Aristotle took a wider view of music than Plato and admitted a
greater variety of uses for it. He was less anxious to exclude
those uses which were not strictly ethical. He disapproved,
indeed, of the Phrygian harmony as the expression of Bacchic
excitement. He accepts, however, the function of music as a
katharsis of emotion, a notion which is said to have originated
with the Pythagoreans. (For a discussion of Aristotle's views on
music, see W.L. Newman, _The Politics of Aristotle_, vol. i, pp.
Athenaeus, in his frequent allusions to music, attributes to it
many intellectual and emotional properties (e.g., Book XIV,
Chapter XXV) and in one place refers to "melodies inciting to
lawless indulgence" (Book XIII, Chapter LXXV).

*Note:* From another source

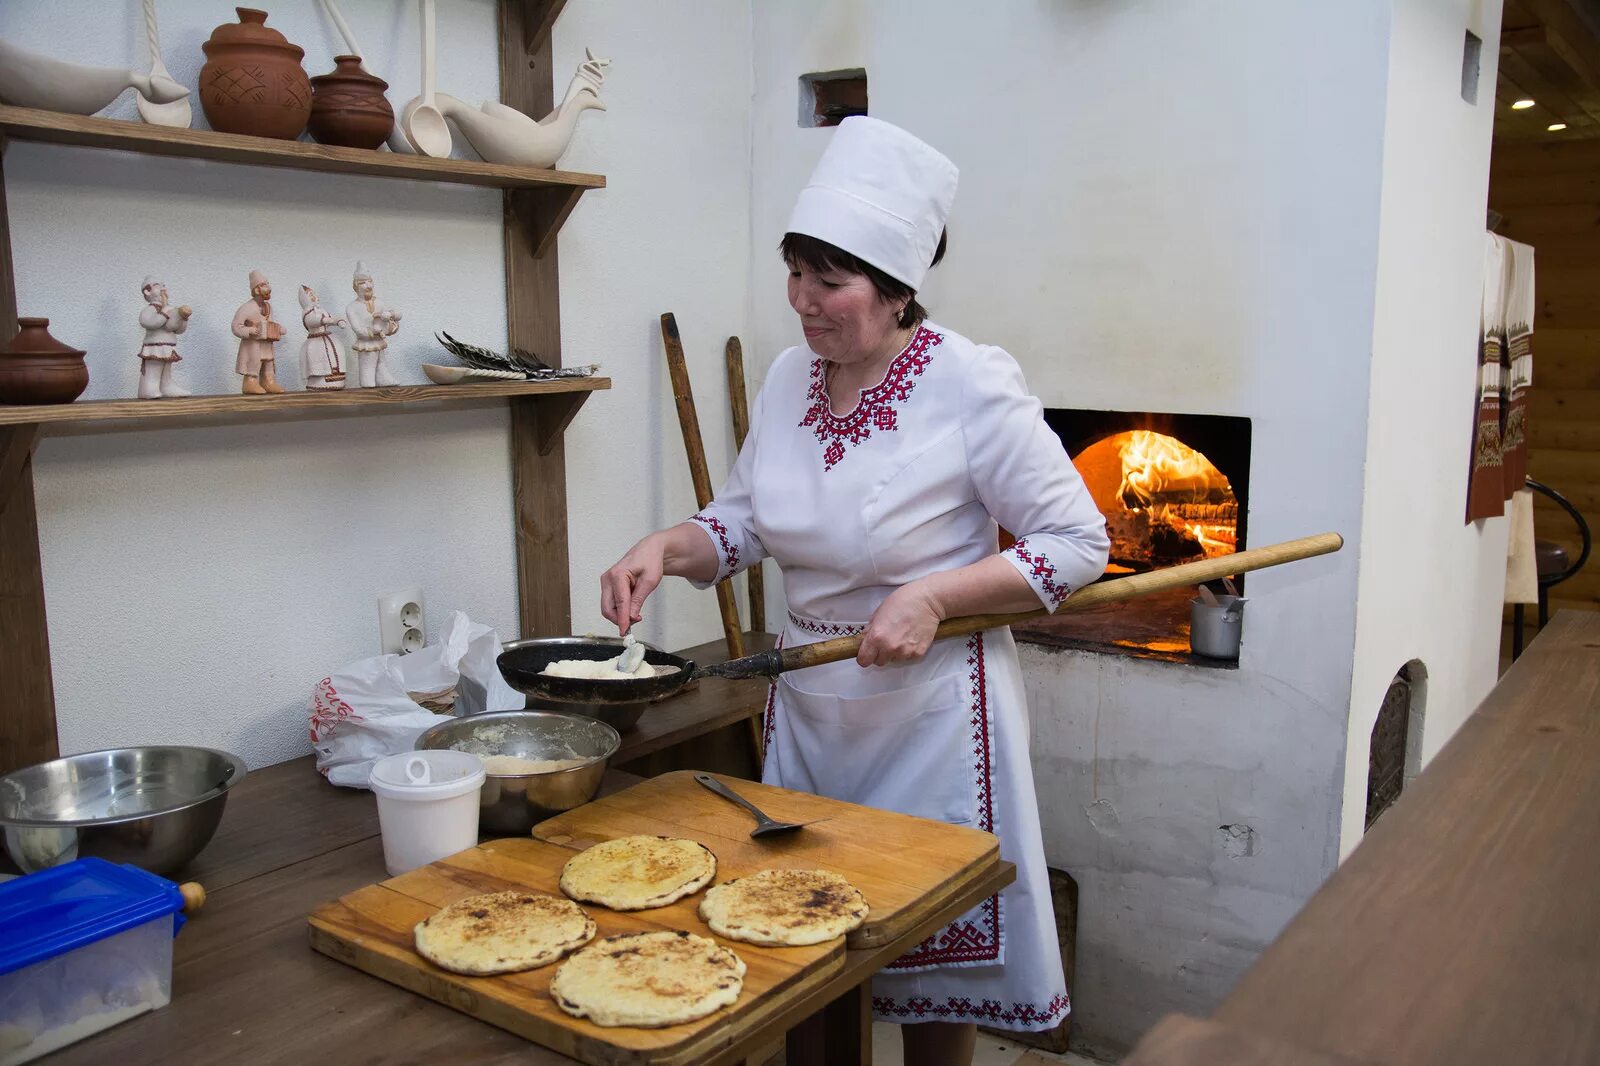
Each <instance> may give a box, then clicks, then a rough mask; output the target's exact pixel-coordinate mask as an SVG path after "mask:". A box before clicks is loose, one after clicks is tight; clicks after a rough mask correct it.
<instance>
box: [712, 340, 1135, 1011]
mask: <svg viewBox="0 0 1600 1066" xmlns="http://www.w3.org/2000/svg"><path fill="white" fill-rule="evenodd" d="M997 520H1000V522H1002V523H1005V527H1006V528H1008V530H1014V531H1018V535H1019V536H1022V539H1021V541H1019V543H1018V546H1016V547H1013V549H1010V551H1008V552H1006V557H1008V559H1010V562H1011V563H1013V565H1014V567H1016V568H1018V571H1019V573H1021V575H1022V576H1024V578H1027V581H1029V583H1030V584H1032V587H1034V589H1035V592H1037V594H1038V595H1040V602H1042V603H1043V605H1046V607H1051V608H1053V607H1056V605H1059V602H1061V600H1062V599H1066V595H1067V592H1070V591H1072V589H1075V587H1078V586H1082V584H1086V583H1090V581H1093V579H1094V578H1098V576H1099V575H1101V571H1102V570H1104V565H1106V547H1107V544H1106V535H1104V519H1102V517H1101V514H1099V511H1098V509H1096V507H1094V503H1093V499H1091V498H1090V495H1088V491H1086V490H1085V488H1083V483H1082V480H1080V479H1078V475H1077V471H1075V469H1074V467H1072V463H1070V461H1069V459H1067V455H1066V451H1064V450H1062V447H1061V442H1059V440H1058V439H1056V435H1054V434H1053V432H1051V431H1050V429H1048V426H1045V423H1043V418H1042V405H1040V403H1038V400H1037V399H1034V397H1032V395H1029V394H1027V387H1026V384H1024V381H1022V375H1021V371H1019V370H1018V367H1016V362H1014V360H1013V359H1011V357H1010V355H1006V354H1005V352H1003V351H1000V349H995V347H986V346H974V344H973V343H971V341H966V339H965V338H960V336H957V335H954V333H950V331H947V330H944V328H941V327H936V325H931V323H930V325H925V327H923V328H920V330H918V331H917V333H915V336H914V338H912V343H910V344H909V346H907V347H906V351H904V352H901V354H899V357H896V359H894V362H893V363H891V365H890V370H888V373H886V375H885V378H883V381H882V383H880V384H877V386H874V387H870V389H866V391H864V392H862V394H861V400H859V403H858V405H856V408H854V410H851V411H850V413H846V415H843V416H838V415H834V413H832V410H830V408H829V405H827V394H826V389H824V384H822V363H821V360H818V359H816V355H814V354H813V352H810V351H808V349H803V347H797V349H789V351H787V352H784V354H782V355H781V357H779V359H778V362H776V363H774V365H773V370H771V373H770V375H768V378H766V383H765V386H763V389H762V394H760V395H758V397H757V402H755V410H754V411H752V424H750V434H749V439H747V440H746V447H744V448H742V450H741V453H739V461H738V463H736V466H734V471H733V474H731V475H730V479H728V483H726V485H725V487H723V490H722V493H718V496H717V499H715V501H712V504H710V506H709V507H706V509H704V511H701V512H699V514H696V515H694V522H698V523H699V525H701V528H704V530H706V533H707V535H709V536H710V539H712V544H715V546H717V552H718V557H720V560H722V567H720V573H718V575H717V579H722V578H725V576H728V575H731V573H736V571H738V570H742V568H746V567H749V565H752V563H754V562H755V560H758V559H762V557H766V555H770V557H773V559H774V560H776V562H778V565H779V568H781V570H782V575H784V592H786V595H787V600H789V607H790V616H789V623H787V626H786V629H784V634H782V642H784V647H792V645H797V643H811V642H814V640H822V639H827V637H835V635H845V634H853V632H859V631H861V629H862V627H864V626H866V621H867V619H869V618H870V616H872V611H874V610H875V608H877V605H878V603H880V602H882V600H883V597H886V595H888V594H890V592H891V591H894V589H896V587H899V586H902V584H906V583H909V581H915V579H917V578H922V576H925V575H928V573H934V571H941V570H954V568H958V567H965V565H968V563H974V562H979V560H982V559H986V557H987V555H992V554H995V547H997V539H995V536H997V528H995V522H997ZM765 728H766V738H768V744H766V765H765V767H763V779H765V781H766V783H768V784H778V786H782V787H790V789H803V791H810V792H816V794H821V795H830V797H835V799H843V800H850V802H854V804H866V805H870V807H880V808H885V810H896V812H902V813H909V815H918V816H923V818H934V820H939V821H947V823H955V824H966V826H974V828H978V829H984V831H989V832H994V834H997V836H998V837H1000V853H1002V858H1005V860H1006V861H1011V863H1016V866H1018V879H1016V882H1014V884H1013V885H1011V887H1008V888H1006V890H1005V892H1002V893H1000V895H997V896H992V898H989V900H984V901H982V903H981V904H978V906H976V908H974V909H973V911H970V912H968V914H965V916H962V917H960V919H957V920H955V922H952V924H950V925H947V927H946V928H942V930H939V932H938V933H934V935H933V936H930V938H928V940H926V941H923V943H922V944H918V946H917V948H915V949H914V951H910V952H907V954H906V956H902V957H901V959H899V960H896V962H894V964H891V965H890V967H888V968H885V970H883V972H882V973H878V976H877V978H874V986H872V1007H874V1015H875V1016H877V1018H882V1020H888V1021H901V1023H917V1021H976V1023H979V1024H984V1026H992V1028H1002V1029H1050V1028H1053V1026H1056V1024H1059V1023H1061V1020H1062V1018H1064V1016H1066V1015H1067V1012H1069V1002H1067V989H1066V981H1064V978H1062V972H1061V956H1059V949H1058V935H1056V924H1054V911H1053V908H1051V903H1050V887H1048V877H1046V871H1045V855H1043V844H1042V840H1040V828H1038V808H1037V802H1035V797H1034V778H1032V770H1030V765H1029V757H1027V736H1029V730H1027V704H1026V699H1024V690H1022V677H1021V671H1019V667H1018V658H1016V645H1014V643H1013V642H1011V634H1010V631H1005V629H998V631H989V632H984V634H974V635H973V637H966V639H952V640H941V642H938V643H934V645H933V648H931V650H930V653H928V656H926V658H925V659H923V661H920V663H914V664H909V666H894V667H872V669H861V667H859V666H856V663H854V661H846V663H834V664H827V666H818V667H810V669H805V671H797V672H792V674H786V675H784V677H782V679H779V682H778V683H776V685H773V690H771V695H770V698H768V712H766V723H765Z"/></svg>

We may gather from the _Priapeia_ (XXVI) that cymbals and
castanets were the special accompaniment in antiquity of wanton
songs and dances: "_cymbala, cum crotalis, pruriginis arma_."
The ancient belief in the moralizing influence of music has
survived into modern times mainly in a somewhat more scientific
form as a belief in its therapeutic effects in disordered nervous
and mental conditions. (This also is an ancient belief as
witnessed by the well-known example of David playing to Saul to
dispel his melancholia.) In 1729 an apothecary of Oakham, Richard
Broune, published a work entitled _Medicina Musica_, in which he
argued that music was beneficial in many maladies. In more recent
days there have been various experiments and cases brought
forward showing its efficacy in special conditions.